Are there any open models that can actually compete with proprietary ones like GPT 5.5 Extended Thinking or Claude Opus 4.7? I am getting really good results with those in their chat interfaces for coding tasks. They sometimes spend 30-45 minutes working on my task and have an internal container they are doing tool calls on, like cloning a repository and compiling their code, and can find online documentation. Their answers are very good and usually correct for very complex tasks requiring specific protocols.
So I would like to know how well we can replicate this using open models since I want more control over how it runs, and privacy. Do any of you hook in agentic capabilities into your local models? How do you do it, and which models give you good results?

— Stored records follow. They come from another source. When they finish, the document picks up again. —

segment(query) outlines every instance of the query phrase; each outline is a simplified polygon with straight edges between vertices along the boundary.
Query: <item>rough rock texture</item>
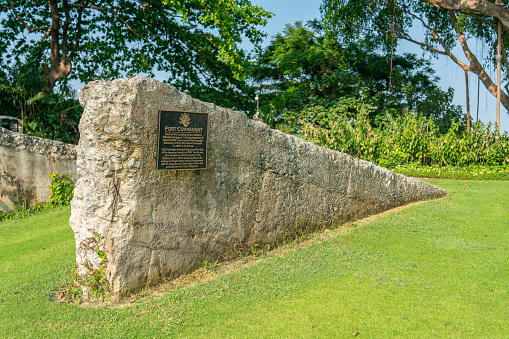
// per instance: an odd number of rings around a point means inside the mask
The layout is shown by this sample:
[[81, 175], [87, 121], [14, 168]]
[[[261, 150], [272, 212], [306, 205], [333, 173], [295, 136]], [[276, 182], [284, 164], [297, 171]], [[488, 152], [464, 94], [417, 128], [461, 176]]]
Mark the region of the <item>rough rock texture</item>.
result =
[[[106, 265], [114, 293], [226, 259], [241, 245], [447, 194], [156, 80], [91, 82], [79, 98], [70, 224], [79, 273]], [[207, 170], [156, 170], [159, 109], [209, 113]]]
[[76, 145], [64, 144], [0, 127], [0, 210], [48, 201], [51, 179], [60, 172], [76, 177]]

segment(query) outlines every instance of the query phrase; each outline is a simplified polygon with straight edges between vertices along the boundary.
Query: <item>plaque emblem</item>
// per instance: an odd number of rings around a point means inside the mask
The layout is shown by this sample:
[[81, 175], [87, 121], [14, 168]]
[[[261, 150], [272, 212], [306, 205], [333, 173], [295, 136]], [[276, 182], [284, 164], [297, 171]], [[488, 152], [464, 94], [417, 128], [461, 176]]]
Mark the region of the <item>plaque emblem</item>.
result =
[[181, 125], [184, 125], [184, 127], [187, 127], [191, 124], [191, 118], [189, 117], [189, 114], [184, 113], [180, 115], [179, 122]]

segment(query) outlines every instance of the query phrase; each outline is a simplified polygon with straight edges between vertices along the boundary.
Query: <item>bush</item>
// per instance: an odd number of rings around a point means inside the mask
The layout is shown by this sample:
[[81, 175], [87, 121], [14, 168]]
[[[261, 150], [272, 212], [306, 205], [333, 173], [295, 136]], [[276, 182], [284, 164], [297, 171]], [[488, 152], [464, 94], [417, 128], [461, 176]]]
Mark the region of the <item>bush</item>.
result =
[[74, 182], [69, 174], [59, 172], [48, 173], [51, 178], [50, 198], [47, 202], [48, 206], [69, 205], [74, 195]]
[[475, 123], [470, 133], [462, 122], [452, 121], [441, 134], [433, 118], [412, 111], [393, 117], [388, 114], [379, 127], [367, 119], [368, 107], [356, 107], [352, 118], [336, 108], [320, 106], [302, 112], [287, 112], [277, 128], [317, 145], [395, 167], [417, 162], [440, 166], [509, 166], [509, 136], [492, 125]]

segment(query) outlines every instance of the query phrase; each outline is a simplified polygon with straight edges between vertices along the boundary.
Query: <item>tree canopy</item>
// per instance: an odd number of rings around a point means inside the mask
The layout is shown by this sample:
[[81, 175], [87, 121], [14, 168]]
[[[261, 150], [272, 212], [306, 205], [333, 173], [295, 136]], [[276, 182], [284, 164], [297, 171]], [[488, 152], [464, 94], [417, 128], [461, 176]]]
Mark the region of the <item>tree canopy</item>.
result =
[[363, 112], [374, 124], [413, 110], [433, 117], [444, 133], [451, 119], [463, 119], [461, 109], [452, 105], [454, 91], [438, 87], [428, 61], [394, 55], [392, 70], [390, 62], [390, 55], [365, 39], [326, 39], [319, 22], [309, 27], [297, 22], [261, 51], [252, 77], [263, 93], [262, 112], [286, 112], [279, 123], [317, 105], [335, 107], [333, 111], [351, 118]]
[[[487, 66], [496, 63], [497, 20], [504, 25], [502, 31], [503, 68], [507, 74], [509, 62], [509, 8], [507, 0], [500, 3], [487, 0], [324, 0], [321, 6], [327, 30], [344, 40], [361, 34], [373, 43], [393, 51], [399, 40], [413, 42], [432, 55], [445, 55], [461, 67], [472, 72], [486, 89], [496, 96], [497, 85], [487, 72]], [[418, 24], [424, 35], [415, 35], [411, 28]], [[469, 46], [476, 38], [486, 46], [486, 53], [477, 54]], [[453, 47], [459, 45], [467, 62], [455, 55]], [[507, 77], [503, 77], [505, 91], [501, 103], [509, 109]]]
[[43, 51], [49, 91], [63, 79], [164, 71], [191, 95], [242, 106], [228, 101], [245, 87], [239, 43], [261, 42], [270, 17], [249, 0], [0, 0], [0, 62]]

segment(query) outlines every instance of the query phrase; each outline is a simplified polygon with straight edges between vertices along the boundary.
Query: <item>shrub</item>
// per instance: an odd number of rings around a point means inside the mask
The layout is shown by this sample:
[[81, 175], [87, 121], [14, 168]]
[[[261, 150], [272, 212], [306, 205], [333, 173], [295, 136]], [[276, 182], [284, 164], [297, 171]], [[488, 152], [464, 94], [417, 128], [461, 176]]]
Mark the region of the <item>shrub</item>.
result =
[[69, 174], [59, 172], [48, 173], [51, 178], [50, 198], [48, 206], [69, 205], [74, 194], [74, 182]]
[[393, 168], [406, 163], [440, 166], [509, 166], [509, 136], [492, 125], [475, 123], [470, 133], [452, 121], [441, 134], [433, 118], [412, 111], [388, 114], [379, 127], [367, 119], [369, 108], [356, 107], [355, 117], [340, 109], [315, 106], [287, 112], [278, 128], [317, 145]]

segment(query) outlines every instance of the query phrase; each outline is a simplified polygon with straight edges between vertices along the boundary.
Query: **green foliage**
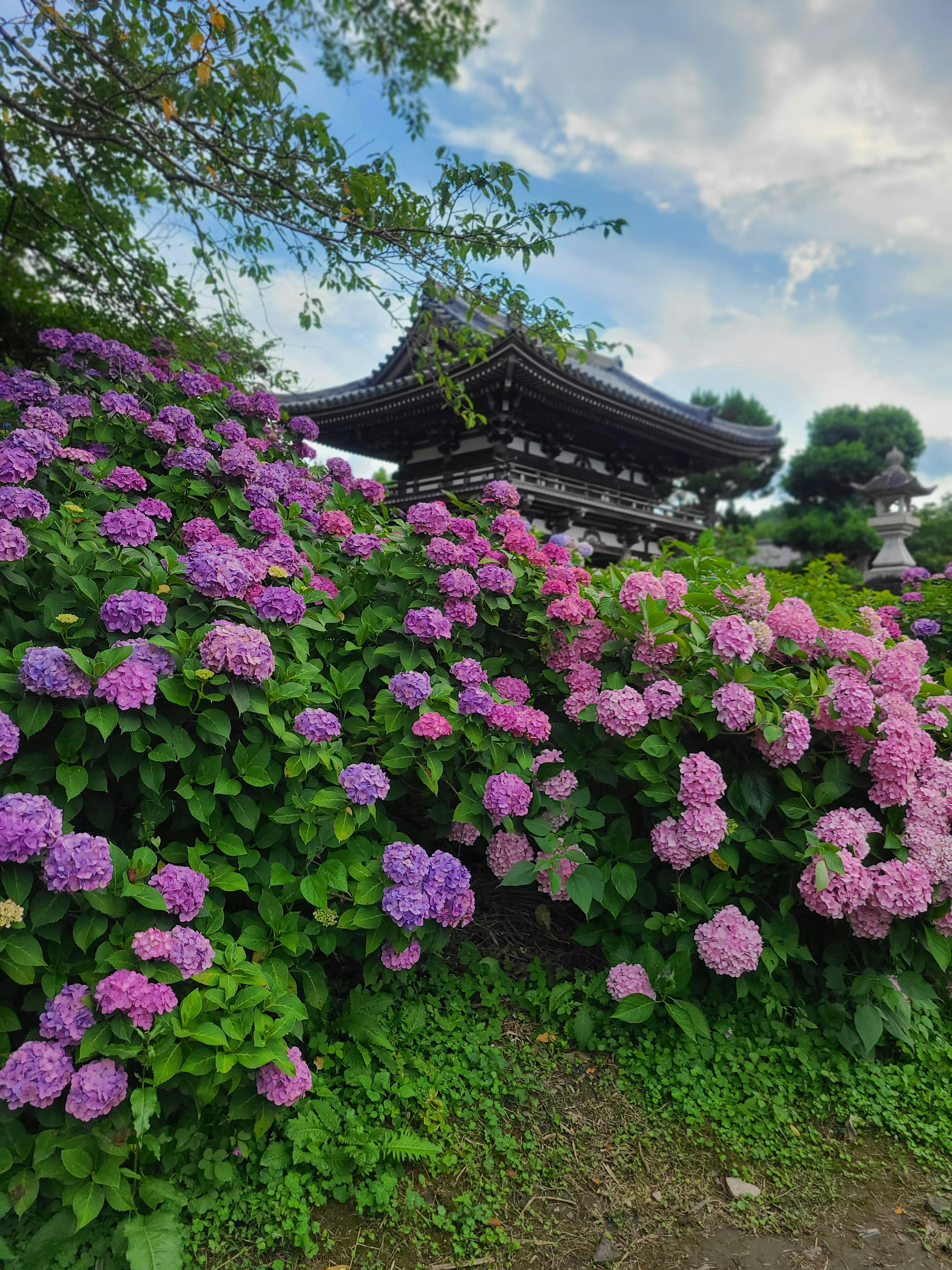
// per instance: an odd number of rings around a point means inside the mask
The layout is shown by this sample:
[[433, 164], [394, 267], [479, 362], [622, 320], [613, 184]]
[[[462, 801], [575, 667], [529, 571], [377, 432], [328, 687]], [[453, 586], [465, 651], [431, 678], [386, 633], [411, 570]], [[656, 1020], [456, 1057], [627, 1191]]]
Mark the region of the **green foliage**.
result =
[[[239, 335], [234, 281], [267, 283], [281, 250], [307, 279], [306, 328], [320, 321], [325, 290], [405, 309], [426, 283], [509, 311], [565, 347], [570, 315], [533, 304], [503, 265], [551, 254], [583, 227], [584, 208], [523, 203], [524, 173], [443, 150], [432, 189], [418, 192], [388, 151], [359, 144], [348, 154], [329, 117], [294, 98], [298, 51], [316, 42], [333, 81], [367, 66], [419, 132], [420, 90], [452, 80], [481, 34], [473, 0], [122, 0], [62, 11], [28, 0], [0, 24], [8, 326], [27, 329], [44, 309], [74, 325], [93, 310], [104, 334], [147, 331], [211, 351], [218, 340], [197, 319], [189, 283], [143, 229], [161, 215], [190, 231], [195, 265]], [[623, 222], [599, 224], [612, 232]], [[482, 352], [490, 342], [468, 340]], [[435, 334], [430, 352], [446, 361]]]
[[[704, 389], [696, 389], [691, 394], [693, 405], [710, 406], [720, 419], [729, 423], [743, 423], [749, 428], [774, 428], [777, 420], [758, 401], [755, 396], [744, 396], [739, 389], [718, 396]], [[708, 472], [694, 472], [683, 478], [679, 485], [691, 490], [703, 511], [704, 521], [713, 527], [717, 523], [717, 503], [724, 499], [734, 500], [743, 494], [754, 494], [768, 488], [773, 478], [781, 469], [782, 442], [770, 457], [763, 462], [741, 462], [730, 467], [716, 467]]]
[[853, 489], [886, 466], [886, 453], [899, 447], [911, 471], [925, 448], [922, 428], [902, 406], [862, 410], [836, 405], [820, 410], [807, 424], [809, 443], [795, 455], [782, 485], [795, 500], [779, 507], [782, 521], [773, 541], [806, 558], [839, 551], [861, 560], [880, 545], [869, 528], [869, 509]]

Pretend I have unlimited resources (local llama.cpp, sufficient fast storage/memory, and unlimited time to wait for a good response).
If your calibration is Codex and Claude, then the answer is basically ‘none’. We’re not there yet. Qwen 3.6 27B is meant to be amazing for coding, but I cannot vouch for, beyond what I have seen on video / read from others.
Outside of that, if you have the compute, you can run GLM5.1, which IS pretty good for this sort of thing. Try either / both via OpenRouter and test.
I think some of the issues surrounding small LLMs can be routed around using strict gates, checkpoints, edit-one-thing-a-time, sort of approaches. You could even use a cloud model as planner and local model as do-er.
I have a theory of how to address small model as coder issues…but that’s probably a different discussion.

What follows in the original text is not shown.